While conducting VE without obtaining informed consent is not an uncommon practice [13], the practice of informed consent is complex [46]. In Arab countries context, sometimes information related to health status is shared with the family members rather than the patient [29]. In addition, the concept of informed consent in obstetrics implies dimensions of choice, autonomy and respect. Choice and autonomy are two chaotic concepts for women and other individuals in some Arab countries, as these societies hold great trust in physicians’ ability to choose the suitable aspects of care for their patients. In our study, Palestinian women accepted frequent VE with minimal or no communication, sometimes during contractions, accompanied with harsh insensitive approach and pain with no apology, and sometimes with negligence of their privacy. This raises many questions to what extent the principles of ethics, human rights, the cultural norms and evidence-based practices are being implemented into practice. This necessitates that providers need to adhere to the basics of practices and ethical standards. The fundamental steps in nursing and midwifery practices before any procedure suggest the followings; ensure privacy, prepare the woman for the exam, explain the procedure, listen and preserve dignity. The golden simple rule for the ethical standards is respect; the essence of the informed consent which is stemmed from the basics of the human rights adopted by the Nuremberg Code and the Declaration of Helsinki in 1949 and 1964; respectively.

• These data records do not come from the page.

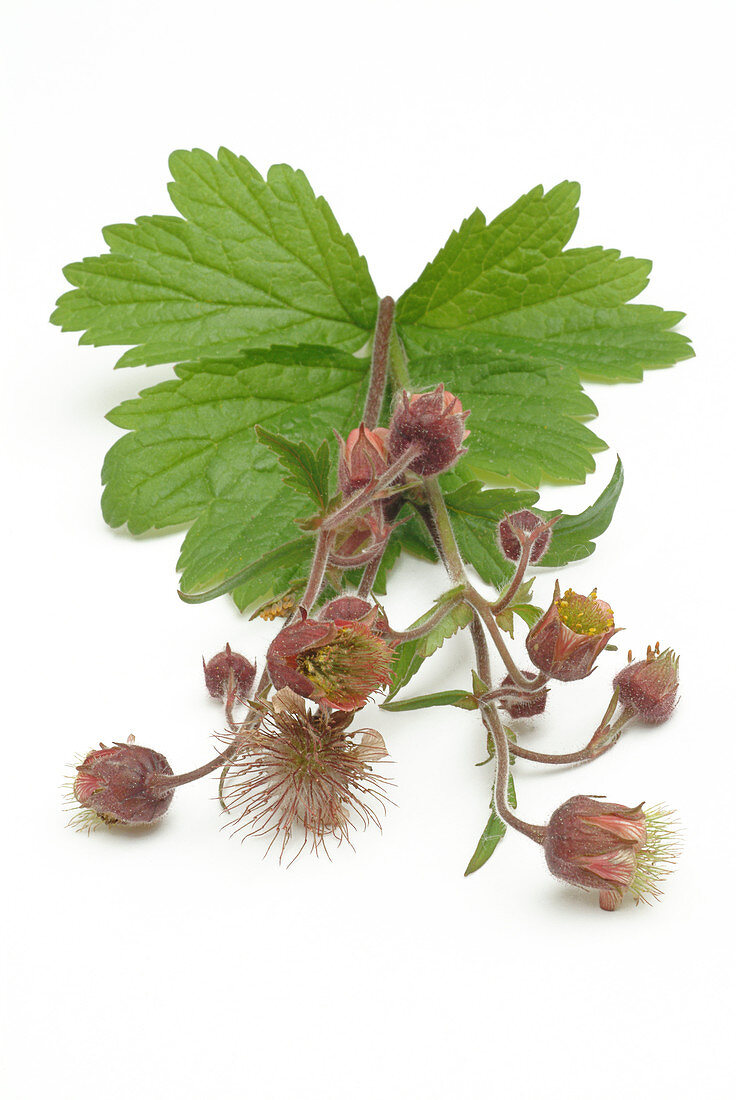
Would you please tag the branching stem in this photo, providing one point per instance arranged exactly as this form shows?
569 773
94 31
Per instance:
379 362
492 723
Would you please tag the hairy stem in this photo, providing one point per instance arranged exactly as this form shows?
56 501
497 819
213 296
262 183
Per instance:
492 723
397 359
437 615
318 565
505 600
482 606
481 646
379 362
443 532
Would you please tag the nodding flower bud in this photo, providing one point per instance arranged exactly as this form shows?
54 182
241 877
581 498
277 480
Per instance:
524 527
338 662
436 424
650 686
229 673
612 848
519 703
566 641
362 458
113 784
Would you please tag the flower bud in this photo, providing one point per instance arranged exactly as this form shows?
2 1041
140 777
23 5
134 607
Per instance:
522 704
566 641
520 527
338 662
112 783
608 847
650 686
435 422
362 458
229 672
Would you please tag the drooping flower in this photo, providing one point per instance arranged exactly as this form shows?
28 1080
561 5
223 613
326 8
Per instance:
228 671
567 640
611 848
338 662
650 686
435 422
363 458
524 525
111 785
300 771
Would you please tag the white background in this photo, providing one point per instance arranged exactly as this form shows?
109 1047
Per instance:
179 963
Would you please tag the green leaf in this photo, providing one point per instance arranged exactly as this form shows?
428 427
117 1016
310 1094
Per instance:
524 424
572 536
451 697
508 293
505 316
250 263
409 536
492 835
475 513
410 656
309 471
191 453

A limitation of this study is that the sample taken from one hospital. However, the study was conducted in a hospital in which we have tried to change practices in accordance to the best evidence over a 4 years period. The data collected for this study was not intended to be used for generalizability, but rather to increase our understanding of this practice from the Palestinian women perspective.

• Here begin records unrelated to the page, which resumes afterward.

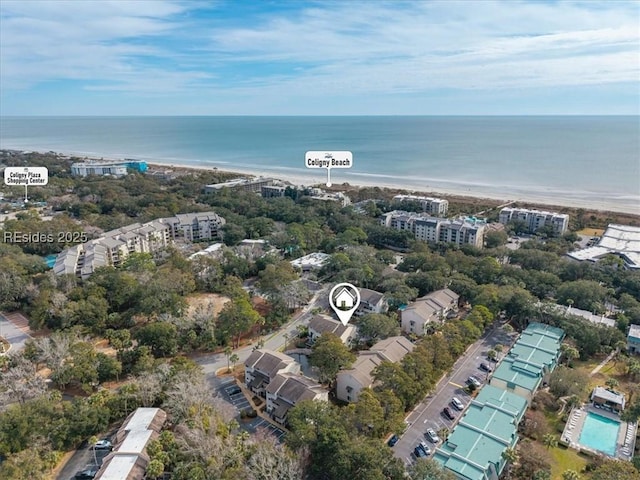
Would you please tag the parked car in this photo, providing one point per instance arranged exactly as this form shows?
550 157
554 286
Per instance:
103 445
474 381
486 368
457 404
432 435
87 474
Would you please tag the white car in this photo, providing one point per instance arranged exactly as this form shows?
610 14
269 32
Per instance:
432 435
458 405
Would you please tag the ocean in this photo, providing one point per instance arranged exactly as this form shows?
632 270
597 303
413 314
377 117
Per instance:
591 161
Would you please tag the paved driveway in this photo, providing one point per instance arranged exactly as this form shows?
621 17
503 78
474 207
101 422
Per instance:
428 414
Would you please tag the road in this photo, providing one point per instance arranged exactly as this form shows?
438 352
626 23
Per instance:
428 414
13 334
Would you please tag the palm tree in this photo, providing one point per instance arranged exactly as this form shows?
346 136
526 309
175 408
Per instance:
571 475
550 441
612 383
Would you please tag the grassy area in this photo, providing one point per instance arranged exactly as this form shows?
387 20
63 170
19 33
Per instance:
563 458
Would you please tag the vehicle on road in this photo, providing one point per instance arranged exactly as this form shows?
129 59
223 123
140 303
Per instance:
457 404
432 436
103 445
486 368
87 474
474 381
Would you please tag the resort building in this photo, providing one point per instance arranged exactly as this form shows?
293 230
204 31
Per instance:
434 307
534 356
535 219
371 302
461 231
114 247
240 185
313 261
349 383
320 324
433 206
620 240
287 389
633 339
611 400
129 459
262 366
474 449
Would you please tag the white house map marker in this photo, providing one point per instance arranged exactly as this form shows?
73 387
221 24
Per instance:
344 298
328 160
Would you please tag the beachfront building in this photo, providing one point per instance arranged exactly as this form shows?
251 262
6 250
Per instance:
313 261
608 399
434 307
433 206
240 185
633 339
349 383
371 302
535 219
129 458
320 324
531 359
620 240
461 231
263 365
286 390
114 247
474 449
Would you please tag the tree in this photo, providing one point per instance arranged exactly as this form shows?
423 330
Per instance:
570 475
550 441
329 355
161 337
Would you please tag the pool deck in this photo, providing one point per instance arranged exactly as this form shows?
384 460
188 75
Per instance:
573 428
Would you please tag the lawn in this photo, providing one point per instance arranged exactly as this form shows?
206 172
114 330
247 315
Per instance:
563 458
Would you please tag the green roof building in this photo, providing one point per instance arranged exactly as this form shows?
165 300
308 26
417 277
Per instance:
474 449
533 356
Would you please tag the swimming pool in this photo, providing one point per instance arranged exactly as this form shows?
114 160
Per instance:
600 433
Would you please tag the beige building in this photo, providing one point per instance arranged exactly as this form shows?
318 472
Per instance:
434 307
287 389
320 324
349 383
262 366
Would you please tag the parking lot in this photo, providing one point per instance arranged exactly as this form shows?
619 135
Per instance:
226 389
429 413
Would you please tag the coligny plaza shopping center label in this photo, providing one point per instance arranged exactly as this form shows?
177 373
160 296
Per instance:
328 160
27 176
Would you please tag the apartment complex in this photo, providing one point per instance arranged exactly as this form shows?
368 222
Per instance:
474 449
349 383
115 246
460 231
433 206
434 307
129 459
240 185
536 219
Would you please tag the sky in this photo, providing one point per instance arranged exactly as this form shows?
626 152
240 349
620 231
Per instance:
351 57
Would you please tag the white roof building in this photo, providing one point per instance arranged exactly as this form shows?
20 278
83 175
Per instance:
620 240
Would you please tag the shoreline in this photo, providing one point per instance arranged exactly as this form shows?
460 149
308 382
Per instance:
343 179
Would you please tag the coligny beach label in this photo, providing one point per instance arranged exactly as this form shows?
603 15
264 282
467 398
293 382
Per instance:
328 160
34 176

For women, childbirth is a lifelong memorable experience. VE is another living experience for women during their childbirth may empower them by increasing their self-confidence or may expose them more in so many ways, thus, increase their vulnerability. It is important that midwives and physicians understand women’s feelings and experiences during VE in order to improve their own practices and conduct VE only when necessary, carefully without causing pain, with minimal discomfort to women and with dignity. Adhering to best evidence includes that VE during labor is conducted only when necessary and by the same provider as possible. According to our finding, this shall decrease the number of unnecessary VE during labor and thus, decrease the women unnecessary suffering of pain and discomfort during their childbirth process. Medical and midwifery students should be taught not only to acquire the skill to conduct VE, but also should learn how to respect women during this crucial time.